Jesus answered, "I am the way and the truth and the life. . ."
-John 14:6a, NIV
"Truth" seems to be a very popular and sometimes controversial topic these days. One of the most helpful books I have read on this topic was written by Lewis Smedes. It was called A Pretty Good Person.
Smedes, who was an ethics professor at Fuller Theological Seminary, talks about what it means to tell the truth. His professional career focused on deciding what was right and wrong from a Christian perspective. Interestingly, one of the sources of wisdom he turned to in helping explain what it meant to tell the truth was Aristotle. Smedes conveyed Aristotle's definition of telling the truth in this way: it is telling the right truth to the right person at the right time in the right way for the right reason. Each part of that definition speaks to some aspect of telling the truth well.
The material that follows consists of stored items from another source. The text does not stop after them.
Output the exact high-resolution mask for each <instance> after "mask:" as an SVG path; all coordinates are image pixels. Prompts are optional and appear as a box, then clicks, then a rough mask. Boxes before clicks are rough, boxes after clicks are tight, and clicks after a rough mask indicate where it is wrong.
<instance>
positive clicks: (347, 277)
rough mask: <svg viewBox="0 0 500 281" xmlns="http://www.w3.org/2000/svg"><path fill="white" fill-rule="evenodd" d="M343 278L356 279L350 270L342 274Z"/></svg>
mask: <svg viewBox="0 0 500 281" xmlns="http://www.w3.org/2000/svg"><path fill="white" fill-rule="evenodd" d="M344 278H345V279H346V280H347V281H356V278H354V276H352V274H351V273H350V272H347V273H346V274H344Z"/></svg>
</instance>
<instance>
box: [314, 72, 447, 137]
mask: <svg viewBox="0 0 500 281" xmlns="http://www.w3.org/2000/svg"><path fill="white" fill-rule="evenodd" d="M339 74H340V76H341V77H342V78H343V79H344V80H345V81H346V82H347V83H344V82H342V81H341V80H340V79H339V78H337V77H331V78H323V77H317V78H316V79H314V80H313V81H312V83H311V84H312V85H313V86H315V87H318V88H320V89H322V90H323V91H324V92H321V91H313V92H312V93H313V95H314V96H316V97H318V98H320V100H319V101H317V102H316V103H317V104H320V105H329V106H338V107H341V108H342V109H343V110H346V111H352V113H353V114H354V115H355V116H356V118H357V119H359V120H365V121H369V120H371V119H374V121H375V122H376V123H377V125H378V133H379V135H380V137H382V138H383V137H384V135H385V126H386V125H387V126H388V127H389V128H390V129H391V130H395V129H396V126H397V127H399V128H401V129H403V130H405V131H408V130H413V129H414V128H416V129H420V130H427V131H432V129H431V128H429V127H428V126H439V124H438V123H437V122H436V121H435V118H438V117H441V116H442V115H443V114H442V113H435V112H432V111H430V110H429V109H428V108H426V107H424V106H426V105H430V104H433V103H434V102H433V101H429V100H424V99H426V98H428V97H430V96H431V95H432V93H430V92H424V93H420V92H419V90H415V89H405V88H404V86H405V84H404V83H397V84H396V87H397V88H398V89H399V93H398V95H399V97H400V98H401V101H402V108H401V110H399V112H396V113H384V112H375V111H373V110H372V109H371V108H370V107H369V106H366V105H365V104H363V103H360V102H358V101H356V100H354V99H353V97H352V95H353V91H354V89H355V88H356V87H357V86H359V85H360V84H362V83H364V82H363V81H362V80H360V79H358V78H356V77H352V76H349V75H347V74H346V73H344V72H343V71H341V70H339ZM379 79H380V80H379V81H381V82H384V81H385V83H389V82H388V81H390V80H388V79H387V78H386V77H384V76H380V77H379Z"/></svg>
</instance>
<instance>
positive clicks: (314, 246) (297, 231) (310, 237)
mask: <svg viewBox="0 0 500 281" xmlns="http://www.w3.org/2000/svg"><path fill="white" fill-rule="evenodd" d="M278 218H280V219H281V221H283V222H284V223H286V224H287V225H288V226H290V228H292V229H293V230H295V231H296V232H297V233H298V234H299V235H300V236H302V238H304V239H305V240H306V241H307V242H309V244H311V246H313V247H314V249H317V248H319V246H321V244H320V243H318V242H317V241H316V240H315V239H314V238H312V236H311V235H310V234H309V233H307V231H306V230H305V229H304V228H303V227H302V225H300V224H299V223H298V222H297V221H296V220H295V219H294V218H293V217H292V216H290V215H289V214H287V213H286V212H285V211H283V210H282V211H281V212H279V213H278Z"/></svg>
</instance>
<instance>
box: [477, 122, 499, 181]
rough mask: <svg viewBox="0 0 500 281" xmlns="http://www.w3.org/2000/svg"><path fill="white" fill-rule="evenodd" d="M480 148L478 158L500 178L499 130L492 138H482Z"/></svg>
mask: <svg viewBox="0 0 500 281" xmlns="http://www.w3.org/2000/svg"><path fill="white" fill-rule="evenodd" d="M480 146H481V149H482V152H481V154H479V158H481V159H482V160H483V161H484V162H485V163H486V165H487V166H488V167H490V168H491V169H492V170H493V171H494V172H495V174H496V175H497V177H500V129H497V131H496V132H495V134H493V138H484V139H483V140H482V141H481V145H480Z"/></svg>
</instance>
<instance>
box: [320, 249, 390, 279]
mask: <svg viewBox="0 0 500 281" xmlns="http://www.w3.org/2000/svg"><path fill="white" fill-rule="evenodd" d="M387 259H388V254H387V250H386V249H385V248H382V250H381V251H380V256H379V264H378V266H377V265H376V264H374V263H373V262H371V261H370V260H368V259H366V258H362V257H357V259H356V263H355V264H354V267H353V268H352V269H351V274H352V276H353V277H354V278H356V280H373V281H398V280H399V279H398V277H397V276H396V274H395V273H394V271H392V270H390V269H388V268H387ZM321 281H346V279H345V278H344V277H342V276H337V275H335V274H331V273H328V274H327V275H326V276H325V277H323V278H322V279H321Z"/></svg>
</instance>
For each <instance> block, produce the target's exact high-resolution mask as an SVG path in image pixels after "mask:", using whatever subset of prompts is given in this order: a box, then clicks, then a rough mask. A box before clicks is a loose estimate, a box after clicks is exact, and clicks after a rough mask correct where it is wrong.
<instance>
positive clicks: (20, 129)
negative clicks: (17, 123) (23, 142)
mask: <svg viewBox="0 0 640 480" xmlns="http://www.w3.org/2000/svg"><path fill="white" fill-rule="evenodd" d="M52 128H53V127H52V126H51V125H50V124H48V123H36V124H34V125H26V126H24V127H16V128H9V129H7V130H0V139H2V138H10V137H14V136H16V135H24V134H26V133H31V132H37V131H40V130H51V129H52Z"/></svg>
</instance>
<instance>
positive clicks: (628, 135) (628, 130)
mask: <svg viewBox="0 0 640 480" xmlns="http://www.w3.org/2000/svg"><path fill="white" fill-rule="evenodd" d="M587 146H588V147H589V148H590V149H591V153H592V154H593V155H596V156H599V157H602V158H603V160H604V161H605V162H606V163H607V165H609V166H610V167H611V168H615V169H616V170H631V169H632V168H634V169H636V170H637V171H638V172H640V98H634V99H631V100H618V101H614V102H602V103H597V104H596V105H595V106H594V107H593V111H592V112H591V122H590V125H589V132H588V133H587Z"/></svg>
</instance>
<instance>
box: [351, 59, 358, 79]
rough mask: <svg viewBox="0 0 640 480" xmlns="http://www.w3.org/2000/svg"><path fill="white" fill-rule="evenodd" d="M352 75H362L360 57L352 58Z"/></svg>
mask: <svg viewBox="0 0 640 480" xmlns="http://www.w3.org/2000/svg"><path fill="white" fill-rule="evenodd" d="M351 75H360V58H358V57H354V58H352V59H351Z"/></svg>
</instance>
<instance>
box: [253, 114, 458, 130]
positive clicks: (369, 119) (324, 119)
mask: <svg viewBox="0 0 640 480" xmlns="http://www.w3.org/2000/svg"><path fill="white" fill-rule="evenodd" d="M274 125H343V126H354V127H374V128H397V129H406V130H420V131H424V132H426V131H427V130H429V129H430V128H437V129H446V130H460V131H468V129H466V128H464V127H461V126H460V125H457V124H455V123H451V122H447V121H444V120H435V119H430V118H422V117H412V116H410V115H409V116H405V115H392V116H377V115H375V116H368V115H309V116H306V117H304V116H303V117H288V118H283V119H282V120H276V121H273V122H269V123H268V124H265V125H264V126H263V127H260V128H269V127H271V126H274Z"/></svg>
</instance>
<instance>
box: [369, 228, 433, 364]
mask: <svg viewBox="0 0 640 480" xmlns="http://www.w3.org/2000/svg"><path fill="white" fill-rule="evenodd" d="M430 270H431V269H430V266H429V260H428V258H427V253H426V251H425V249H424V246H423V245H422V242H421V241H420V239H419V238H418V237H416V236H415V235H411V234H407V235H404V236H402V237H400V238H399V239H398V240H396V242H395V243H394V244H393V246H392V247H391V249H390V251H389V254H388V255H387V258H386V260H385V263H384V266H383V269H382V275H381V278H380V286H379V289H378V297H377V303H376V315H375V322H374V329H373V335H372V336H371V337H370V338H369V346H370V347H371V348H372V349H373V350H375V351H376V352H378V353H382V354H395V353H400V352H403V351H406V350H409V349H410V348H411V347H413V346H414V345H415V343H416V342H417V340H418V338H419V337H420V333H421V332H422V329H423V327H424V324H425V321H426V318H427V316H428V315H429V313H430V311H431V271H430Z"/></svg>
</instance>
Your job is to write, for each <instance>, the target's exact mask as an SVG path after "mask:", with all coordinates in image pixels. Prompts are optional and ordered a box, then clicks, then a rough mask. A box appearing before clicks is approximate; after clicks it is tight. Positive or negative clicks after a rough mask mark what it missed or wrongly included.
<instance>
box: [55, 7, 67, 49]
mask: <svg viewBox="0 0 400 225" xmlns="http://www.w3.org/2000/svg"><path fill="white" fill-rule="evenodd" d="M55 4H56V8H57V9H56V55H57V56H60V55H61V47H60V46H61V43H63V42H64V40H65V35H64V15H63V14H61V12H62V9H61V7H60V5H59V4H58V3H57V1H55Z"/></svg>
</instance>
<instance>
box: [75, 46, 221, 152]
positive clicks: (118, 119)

For example, in telling the right truth, we may realize that we know something that is true, but it may not be our information to share. This is where confidentiality guidelines may apply. Also, we may know a truth, but it may not be our truth to share with a particular person who "can't handle the truth". Someone may have entrusted a truth to us to give to one person, but it would be wrong for us to share it with another. When it comes to telling the truth at the right time, this takes into account what is going on in the life of the hearer. What we may need to share is true, but the timing may not be right. When it comes to sharing truth in the right way, there are times we can share truth so that it builds up, or so that it tears down. And finally, for the right reason means that we share truth that would reflect our love of God and neighbor, as well as for ourselves.
Now some of us may find that too complex or difficult, but more often than not, I have found these guidelines helpful when it comes to knowing the best way -- the right way -- to tell the truth.